Legislation has also resulted in a diplomatic spat between Poland and the new Israeli government


BERLIN, GERMANY - OCTOBER 09: Ronald Lauder, President of the World Jewish Congress, speaks at the ordination of three rabbis and three cantors at the Beth Zion Synagogue on October 9, 2018 in Berlin, Germany. The three Ukrainian-born rabbis are the first Orthodox rabbis to be ordained in Berlin since World War II. (Photo by Sean Gallup/Getty Images)

Jewish groups have criticised a bill currently making its way through the Polish parliament that would see a person’s right to reclaim property expropriated during and after the Holocaust dramatically curtailed.

“The time has come for the international Jewish community to re-evaluate our relationship with a government that is behaving with unimaginable callousness and is emulating the worst traditions in Polish history rather than the best and most uplifting ones”, World Jewish Congress (WJC) president Ronald Lauder said.

The legislation has also resulted in a diplomatic spat between Poland and the new Israeli government, with foreign minister Yair Lapid condemning the proposals.

On Sunday, both Poland and Israel summoned one another’s respective ambassadors.

The bill, which passed a second reading in the lower house of the Polish parliament last week, would make it “virtually impossible for Holocaust survivors and their families to obtain restitution of, or compensation for, property unlawfully taken away during the Holocaust and Communist periods”, the World Jewish Restitution Organisation (WJRO) believes.

Indeed, Article 158(3) of the Administrative Procedure Code would make it impossible for claimants to challenge administrative decisions taken more than 30 years ago, which is to say any and all decisions taken during the communist period.

Currently, no such statute of limitations exists. This measure is important because after 1945 much expropriated Jewish property was nationalised by the communist regime.
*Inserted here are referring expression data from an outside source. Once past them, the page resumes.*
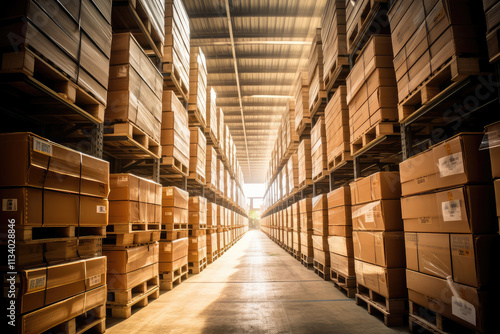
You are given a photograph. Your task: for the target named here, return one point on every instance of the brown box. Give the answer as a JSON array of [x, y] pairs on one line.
[[467, 209], [456, 161], [381, 248], [388, 282], [382, 215]]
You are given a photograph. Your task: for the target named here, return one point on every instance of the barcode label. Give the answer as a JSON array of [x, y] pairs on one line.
[[451, 165], [451, 211], [42, 146], [36, 283], [9, 204]]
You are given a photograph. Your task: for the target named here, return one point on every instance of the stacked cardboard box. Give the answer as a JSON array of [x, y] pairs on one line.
[[451, 231], [372, 93], [320, 236], [197, 160], [302, 113], [337, 129], [49, 191], [175, 134], [177, 45], [318, 149], [333, 36], [76, 42], [426, 36], [340, 240], [317, 93], [135, 87], [197, 89], [377, 233], [306, 231], [305, 164]]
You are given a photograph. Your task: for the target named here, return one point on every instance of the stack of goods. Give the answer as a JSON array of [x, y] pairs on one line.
[[173, 242], [372, 93], [176, 51], [378, 241], [340, 240], [197, 89], [135, 89], [451, 232], [305, 164], [321, 253], [51, 192], [306, 231], [76, 42], [429, 37], [318, 150], [317, 93], [175, 134], [302, 115], [134, 211], [211, 130], [211, 169], [293, 173], [333, 36], [197, 159], [337, 129]]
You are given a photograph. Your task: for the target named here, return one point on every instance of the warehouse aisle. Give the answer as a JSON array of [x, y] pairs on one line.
[[256, 287]]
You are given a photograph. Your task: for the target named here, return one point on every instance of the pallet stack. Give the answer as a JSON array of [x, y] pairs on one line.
[[318, 150], [321, 251], [134, 93], [337, 129], [175, 67], [372, 94], [175, 135], [342, 271], [173, 243], [379, 246], [451, 234], [57, 217], [433, 45], [333, 37], [197, 89]]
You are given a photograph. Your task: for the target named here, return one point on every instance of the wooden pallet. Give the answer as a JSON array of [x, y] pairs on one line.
[[393, 311], [449, 75], [67, 101], [121, 301], [372, 134], [197, 267], [346, 284], [127, 141], [170, 279], [423, 320]]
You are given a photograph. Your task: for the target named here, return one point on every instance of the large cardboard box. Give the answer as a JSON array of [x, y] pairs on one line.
[[388, 282], [381, 248], [468, 209], [454, 162]]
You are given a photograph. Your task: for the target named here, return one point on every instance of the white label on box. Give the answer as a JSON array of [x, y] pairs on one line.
[[36, 283], [451, 211], [42, 146], [463, 309], [9, 204], [96, 279], [451, 165]]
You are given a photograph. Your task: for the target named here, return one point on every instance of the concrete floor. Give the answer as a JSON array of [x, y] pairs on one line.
[[256, 287]]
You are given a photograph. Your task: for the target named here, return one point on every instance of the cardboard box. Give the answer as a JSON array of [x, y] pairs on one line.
[[454, 162], [381, 248], [468, 209], [388, 282], [381, 185], [382, 215]]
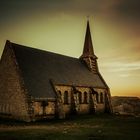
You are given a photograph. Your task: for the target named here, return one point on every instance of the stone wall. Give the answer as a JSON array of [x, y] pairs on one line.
[[13, 101], [43, 109], [81, 106]]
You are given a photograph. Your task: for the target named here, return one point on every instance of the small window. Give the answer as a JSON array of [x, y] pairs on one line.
[[66, 97], [101, 98], [85, 97], [80, 97], [59, 93], [97, 97]]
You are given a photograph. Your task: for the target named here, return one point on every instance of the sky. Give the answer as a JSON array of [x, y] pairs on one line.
[[59, 26]]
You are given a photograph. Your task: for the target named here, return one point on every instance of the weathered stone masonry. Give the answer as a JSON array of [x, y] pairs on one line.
[[36, 84]]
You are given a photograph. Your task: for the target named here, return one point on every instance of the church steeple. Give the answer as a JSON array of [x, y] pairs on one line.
[[88, 55]]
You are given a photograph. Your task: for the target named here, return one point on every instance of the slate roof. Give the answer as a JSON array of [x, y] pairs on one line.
[[38, 67]]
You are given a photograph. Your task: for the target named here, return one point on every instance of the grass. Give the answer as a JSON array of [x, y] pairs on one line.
[[86, 127]]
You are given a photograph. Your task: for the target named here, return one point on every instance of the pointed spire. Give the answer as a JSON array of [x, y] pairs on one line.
[[88, 47]]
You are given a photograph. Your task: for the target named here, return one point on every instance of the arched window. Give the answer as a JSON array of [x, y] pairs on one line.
[[85, 97], [66, 97], [80, 97], [101, 98], [97, 97]]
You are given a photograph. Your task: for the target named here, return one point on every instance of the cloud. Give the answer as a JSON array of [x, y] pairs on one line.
[[128, 9]]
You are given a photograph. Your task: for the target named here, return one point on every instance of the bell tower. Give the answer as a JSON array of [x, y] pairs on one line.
[[88, 55]]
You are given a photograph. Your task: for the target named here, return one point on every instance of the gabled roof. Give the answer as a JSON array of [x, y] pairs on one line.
[[88, 50], [38, 67]]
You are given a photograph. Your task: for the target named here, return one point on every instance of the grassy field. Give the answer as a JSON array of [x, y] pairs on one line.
[[85, 127]]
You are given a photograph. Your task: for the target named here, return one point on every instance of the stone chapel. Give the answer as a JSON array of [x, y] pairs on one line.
[[37, 84]]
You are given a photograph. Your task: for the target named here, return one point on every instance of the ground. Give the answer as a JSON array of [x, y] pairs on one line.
[[86, 127]]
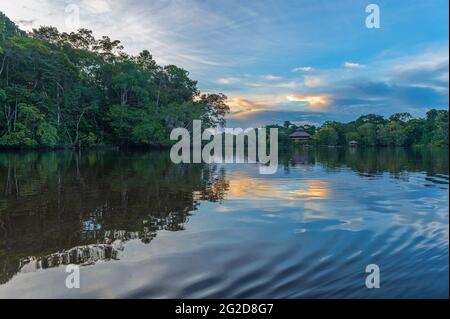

Article 156(2) would eliminate an existing carve-out that allows public administrative bodies to strike down administrative decisions they believe were issued either without legal basis or in obvious breach of communist-era law.

The proposed law would also see all current pending proceedings concerning communist-era property disputes ended and dismissed.

Claimants whose existing proceedings have dragged on for years would therefore see their cases thrown out.

The proposals fly in the face of the 2009 Terezin Declaration on Holocaust-era confiscated property, to which Poland is party.

The non-binding declaration states signatories should “make every effort to provide for the restitution of former Jewish communal and religious property”.

Those claims should be addressed in “a fair, comprehensive and non-discriminatory manner consistent with relevant national law and regulations, as well as international agreements” and processes should be “expeditious, simple, accessible [and] transparent”, the declaration states.

Jewish organisations are pressuring the Polish government led by the right-wing populist Law and Justice Party (PiS) and prime minister Mateusz Morawiecki to rethink the bill.

Jewish claimants “have waited decades for a measure of justice resulting from the confiscation or nationalization of their property during the Holocaust or by the Communist government.

The current proposal, if adopted, would further harm Polish Holocaust survivors who have already suffered so much”, WJRO chair Gideon Taylor said.

WJC president Lauder called it “a slap in the face to what remains of Polish Jewry and survivors of Nazi brutality everywhere. It also sets a terrible precedent throughout Europe as survivors and descendants continue to seek justice”.

Mr Lauder, whose foundation is active in Poland particularly in the field of education, added “this flagrant and entirely gratuitous act by the Polish Parliament leaves me questioning my own commitment and the future of US-Polish relations” and relations between Poland and international Jewish organisations.

Israeli foreign minister Lapid, meanwhile, said the bill constitutes a “horrific injustice and disgrace that harms the rights of Holocaust survivors, their heirs, and members of the Jewish communities that existed in Poland for hundreds of years”.

“This is an incomprehensible action”, Mr Lapid continued, warning the “immoral” law “will seriously harm relations between the countries”.

The Polish foreign ministry rejects accusations that the law would “in any way restrict the possibility of bringing civil suits to seek damages” for requisitioned property and said Mr Lapid’s comments were “indicative of ignorance of the facts and the Polish law”.

Following its passage in the lower house, the Sejm, the bill will now be considered by the Senate where the PiS-led government lacks a working majority. President Andrzej Duda retains the right to veto legislation.

In spite of the backlash, prime minister Morawiecki remained firm at a press conference last week: “I can only say that as long as I am the prime minister, Poland will not pay for German crimes: neither zloty, nor euro, nor dollar”.